Originally posted by @Zach Smith:
As a CPA myself, I can lend some advice on this..... for the past 5 +/- years the CPA industry has been very cautious to provide these comfort letters. The reason is, we as tax prepares and advisers prepare tax returns based primarily on what our clients give us. We generally have no way of certifying the accuracy of the source documents.
What has happened over the years is that the mortgage companies have looked to be able to pin an additional individual to the mortgage for liability. I have seen too many times where mortgage companies and banks have been provided a comfort letter from a CPA and then sometime later circumstances change for the client and the mortgage is defaulted on. As a result, CPAs have been sued because the mortgage companies relied on the information for the origination of the loan. Its just someone else to try and recoup money from.
It is the policy at my firm that none of my staff are permitted to provide these letters for this exact reason. However, with the client's permission, we will provide an original copy of the tax return and certify that it is accurate based on what we were given.
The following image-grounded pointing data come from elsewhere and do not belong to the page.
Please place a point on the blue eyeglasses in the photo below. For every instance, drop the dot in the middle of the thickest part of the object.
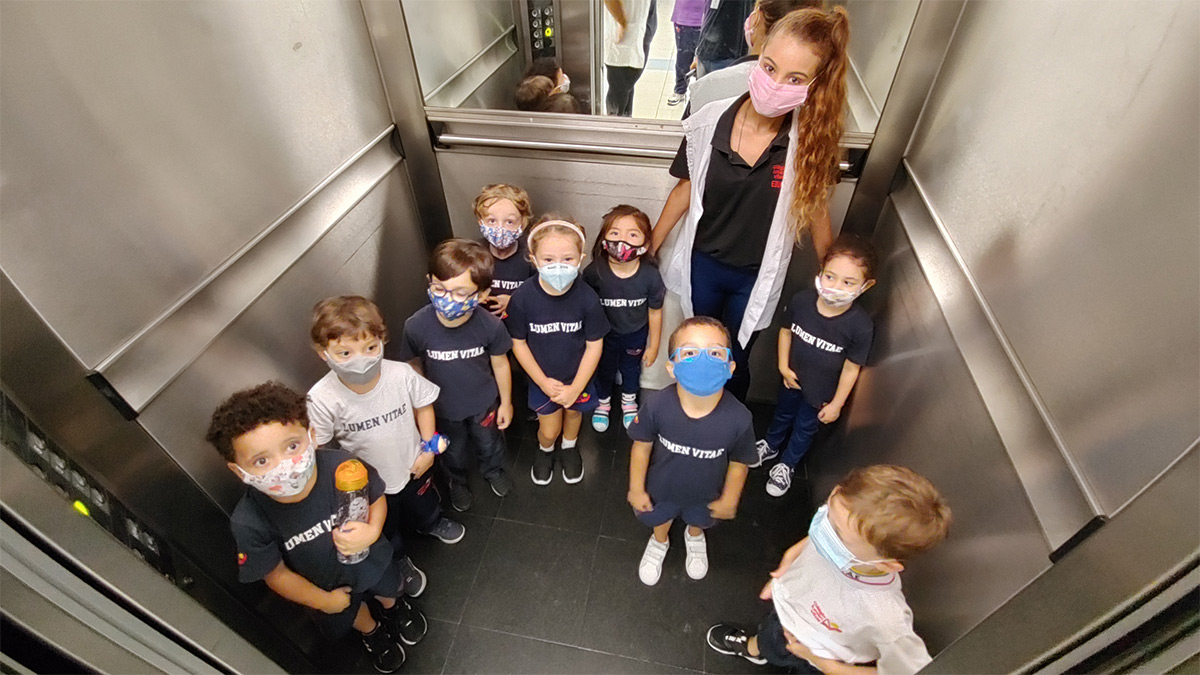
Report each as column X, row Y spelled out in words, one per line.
column 687, row 353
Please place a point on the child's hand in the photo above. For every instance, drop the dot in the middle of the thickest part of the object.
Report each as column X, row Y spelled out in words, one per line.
column 790, row 380
column 354, row 537
column 640, row 500
column 651, row 356
column 504, row 416
column 336, row 599
column 723, row 509
column 790, row 556
column 421, row 464
column 498, row 304
column 829, row 413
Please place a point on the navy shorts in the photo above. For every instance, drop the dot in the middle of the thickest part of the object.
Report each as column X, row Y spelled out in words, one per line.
column 697, row 515
column 540, row 402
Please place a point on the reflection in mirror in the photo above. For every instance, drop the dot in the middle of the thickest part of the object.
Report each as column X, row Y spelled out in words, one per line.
column 654, row 59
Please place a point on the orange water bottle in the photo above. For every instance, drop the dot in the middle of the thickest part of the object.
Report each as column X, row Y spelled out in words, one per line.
column 353, row 502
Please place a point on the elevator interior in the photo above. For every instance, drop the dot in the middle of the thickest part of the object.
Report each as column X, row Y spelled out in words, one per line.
column 179, row 183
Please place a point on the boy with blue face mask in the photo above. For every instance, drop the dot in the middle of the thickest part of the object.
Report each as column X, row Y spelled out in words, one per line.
column 381, row 411
column 285, row 530
column 463, row 351
column 838, row 604
column 691, row 446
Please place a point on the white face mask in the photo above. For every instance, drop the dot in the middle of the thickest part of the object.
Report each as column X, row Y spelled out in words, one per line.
column 837, row 297
column 355, row 370
column 287, row 478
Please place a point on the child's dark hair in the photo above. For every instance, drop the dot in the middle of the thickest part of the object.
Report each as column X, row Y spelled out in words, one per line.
column 693, row 323
column 456, row 256
column 562, row 102
column 545, row 66
column 623, row 210
column 250, row 408
column 857, row 249
column 346, row 316
column 532, row 93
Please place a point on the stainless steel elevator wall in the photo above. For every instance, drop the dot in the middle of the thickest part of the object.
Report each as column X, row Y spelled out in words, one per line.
column 1063, row 168
column 148, row 142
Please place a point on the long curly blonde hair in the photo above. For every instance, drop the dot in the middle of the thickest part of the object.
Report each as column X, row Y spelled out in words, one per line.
column 821, row 118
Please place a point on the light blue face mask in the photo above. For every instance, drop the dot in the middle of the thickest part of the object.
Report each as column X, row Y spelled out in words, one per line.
column 827, row 542
column 558, row 275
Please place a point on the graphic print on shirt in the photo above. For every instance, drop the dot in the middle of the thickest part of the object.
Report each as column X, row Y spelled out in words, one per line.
column 371, row 423
column 816, row 341
column 822, row 619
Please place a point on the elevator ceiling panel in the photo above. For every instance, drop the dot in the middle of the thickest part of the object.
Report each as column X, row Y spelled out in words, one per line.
column 147, row 142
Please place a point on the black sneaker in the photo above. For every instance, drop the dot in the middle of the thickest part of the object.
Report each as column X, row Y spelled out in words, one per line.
column 406, row 622
column 573, row 465
column 414, row 579
column 460, row 496
column 727, row 639
column 387, row 653
column 501, row 483
column 543, row 466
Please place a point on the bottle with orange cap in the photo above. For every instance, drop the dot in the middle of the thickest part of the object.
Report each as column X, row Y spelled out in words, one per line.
column 353, row 502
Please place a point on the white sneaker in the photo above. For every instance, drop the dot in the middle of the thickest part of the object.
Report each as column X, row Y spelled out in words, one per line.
column 779, row 479
column 697, row 555
column 651, row 568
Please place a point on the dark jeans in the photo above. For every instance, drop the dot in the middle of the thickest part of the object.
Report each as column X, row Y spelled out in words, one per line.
column 723, row 291
column 478, row 432
column 624, row 353
column 773, row 646
column 622, row 79
column 417, row 508
column 687, row 37
column 795, row 414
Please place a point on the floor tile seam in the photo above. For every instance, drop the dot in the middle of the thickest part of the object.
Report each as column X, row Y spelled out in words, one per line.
column 581, row 647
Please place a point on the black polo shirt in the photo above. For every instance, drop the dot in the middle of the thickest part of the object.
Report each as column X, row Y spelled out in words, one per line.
column 739, row 198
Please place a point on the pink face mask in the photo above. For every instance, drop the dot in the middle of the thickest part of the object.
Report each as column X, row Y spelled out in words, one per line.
column 772, row 99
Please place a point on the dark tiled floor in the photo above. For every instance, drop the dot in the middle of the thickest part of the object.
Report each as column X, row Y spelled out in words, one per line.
column 545, row 580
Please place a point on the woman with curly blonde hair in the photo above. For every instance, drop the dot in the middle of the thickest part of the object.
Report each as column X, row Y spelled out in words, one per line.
column 755, row 175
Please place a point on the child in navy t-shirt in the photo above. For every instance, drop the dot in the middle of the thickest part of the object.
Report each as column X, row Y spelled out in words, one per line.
column 557, row 327
column 465, row 352
column 822, row 346
column 631, row 293
column 691, row 448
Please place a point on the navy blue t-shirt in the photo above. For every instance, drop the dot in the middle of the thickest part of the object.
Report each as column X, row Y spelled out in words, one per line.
column 821, row 345
column 557, row 328
column 511, row 272
column 691, row 457
column 457, row 359
column 627, row 302
column 300, row 533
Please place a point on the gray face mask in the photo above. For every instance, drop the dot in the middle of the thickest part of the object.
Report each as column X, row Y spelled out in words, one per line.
column 357, row 370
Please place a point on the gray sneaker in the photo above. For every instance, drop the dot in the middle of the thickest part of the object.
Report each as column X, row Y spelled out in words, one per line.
column 501, row 483
column 447, row 530
column 414, row 579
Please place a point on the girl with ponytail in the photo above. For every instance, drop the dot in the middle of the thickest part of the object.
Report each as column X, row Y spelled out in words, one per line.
column 755, row 174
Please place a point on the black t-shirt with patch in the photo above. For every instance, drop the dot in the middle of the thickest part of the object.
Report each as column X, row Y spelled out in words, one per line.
column 822, row 344
column 739, row 199
column 691, row 457
column 300, row 533
column 511, row 272
column 557, row 328
column 627, row 302
column 457, row 359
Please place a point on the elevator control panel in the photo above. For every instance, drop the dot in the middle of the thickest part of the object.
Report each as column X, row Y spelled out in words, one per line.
column 541, row 28
column 81, row 490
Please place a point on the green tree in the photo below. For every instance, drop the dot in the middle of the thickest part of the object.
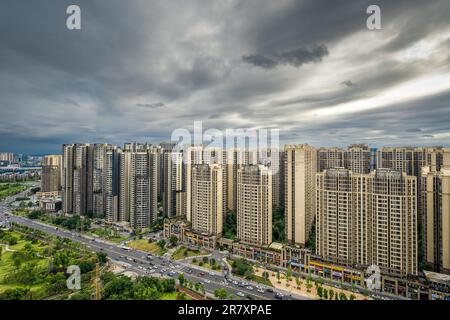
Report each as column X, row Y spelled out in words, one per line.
column 221, row 294
column 331, row 294
column 308, row 285
column 325, row 294
column 319, row 292
column 102, row 257
column 182, row 279
column 161, row 243
column 173, row 241
column 14, row 294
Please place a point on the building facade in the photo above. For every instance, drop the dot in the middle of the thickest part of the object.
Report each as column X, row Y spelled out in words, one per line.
column 365, row 219
column 300, row 167
column 254, row 205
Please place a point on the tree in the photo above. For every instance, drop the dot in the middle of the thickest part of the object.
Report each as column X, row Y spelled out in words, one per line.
column 319, row 292
column 102, row 257
column 181, row 296
column 14, row 294
column 325, row 294
column 289, row 274
column 161, row 243
column 173, row 241
column 221, row 294
column 308, row 285
column 182, row 279
column 298, row 282
column 331, row 294
column 265, row 275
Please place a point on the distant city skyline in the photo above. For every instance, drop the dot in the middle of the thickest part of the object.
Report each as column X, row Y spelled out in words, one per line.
column 138, row 70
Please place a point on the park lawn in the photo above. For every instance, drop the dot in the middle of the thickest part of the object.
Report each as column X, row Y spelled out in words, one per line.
column 207, row 265
column 169, row 296
column 106, row 234
column 38, row 291
column 261, row 280
column 144, row 245
column 9, row 189
column 6, row 263
column 180, row 253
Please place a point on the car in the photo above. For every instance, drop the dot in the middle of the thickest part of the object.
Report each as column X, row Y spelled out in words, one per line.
column 279, row 296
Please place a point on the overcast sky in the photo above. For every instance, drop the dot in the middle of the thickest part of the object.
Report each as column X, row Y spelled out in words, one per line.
column 137, row 70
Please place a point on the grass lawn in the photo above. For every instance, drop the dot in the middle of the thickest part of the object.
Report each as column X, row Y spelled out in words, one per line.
column 107, row 234
column 207, row 265
column 184, row 252
column 169, row 296
column 261, row 280
column 7, row 267
column 144, row 245
column 9, row 189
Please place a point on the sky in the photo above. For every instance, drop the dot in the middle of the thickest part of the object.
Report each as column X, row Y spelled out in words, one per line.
column 137, row 70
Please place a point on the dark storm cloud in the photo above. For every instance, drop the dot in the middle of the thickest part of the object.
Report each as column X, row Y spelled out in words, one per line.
column 295, row 58
column 113, row 80
column 348, row 83
column 151, row 105
column 260, row 61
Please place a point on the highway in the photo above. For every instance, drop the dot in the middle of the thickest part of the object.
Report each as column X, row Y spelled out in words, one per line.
column 144, row 264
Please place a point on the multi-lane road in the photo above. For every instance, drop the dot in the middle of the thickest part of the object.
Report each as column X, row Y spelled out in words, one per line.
column 142, row 263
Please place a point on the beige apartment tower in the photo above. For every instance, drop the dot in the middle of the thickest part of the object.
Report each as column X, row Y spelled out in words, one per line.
column 51, row 173
column 365, row 219
column 300, row 167
column 207, row 199
column 254, row 205
column 436, row 209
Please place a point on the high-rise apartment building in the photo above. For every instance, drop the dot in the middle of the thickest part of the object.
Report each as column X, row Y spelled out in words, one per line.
column 356, row 158
column 300, row 167
column 410, row 160
column 254, row 205
column 365, row 219
column 173, row 184
column 436, row 210
column 51, row 173
column 207, row 199
column 80, row 174
column 7, row 157
column 111, row 184
column 138, row 185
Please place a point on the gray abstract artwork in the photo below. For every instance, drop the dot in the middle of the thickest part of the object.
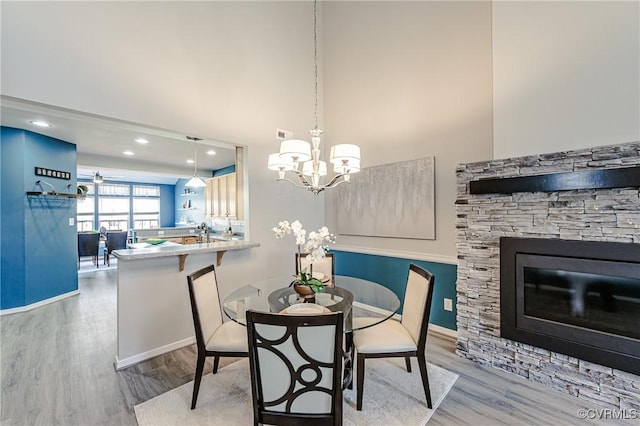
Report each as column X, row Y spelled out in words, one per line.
column 392, row 200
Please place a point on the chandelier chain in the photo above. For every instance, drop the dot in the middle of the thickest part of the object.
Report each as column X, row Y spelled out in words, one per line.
column 315, row 58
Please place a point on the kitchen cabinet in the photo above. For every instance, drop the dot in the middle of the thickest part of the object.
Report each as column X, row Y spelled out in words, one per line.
column 222, row 197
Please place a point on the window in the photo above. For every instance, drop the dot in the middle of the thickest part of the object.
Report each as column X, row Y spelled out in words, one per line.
column 146, row 207
column 119, row 207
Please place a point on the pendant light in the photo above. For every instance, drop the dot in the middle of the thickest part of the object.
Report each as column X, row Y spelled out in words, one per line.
column 195, row 181
column 302, row 159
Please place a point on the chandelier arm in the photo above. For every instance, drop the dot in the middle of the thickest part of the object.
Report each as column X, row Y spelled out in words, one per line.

Sometimes this satisfies the mortgage company... sometimes it doesn't.
Hope this helps.... if you have other questions or need advice please feel free to contact me.
Yes, I widdled down the requirements of the letter to basically state that my CPA prepared my taxes, they were accurate, and that I was self-employed. He refused to write that letter -- Maybe shrinking that down even further to just state that he filed my returns and the returns are accurate will do the trick - odds are though, I think he's going to "decline" as he says, to write that as well.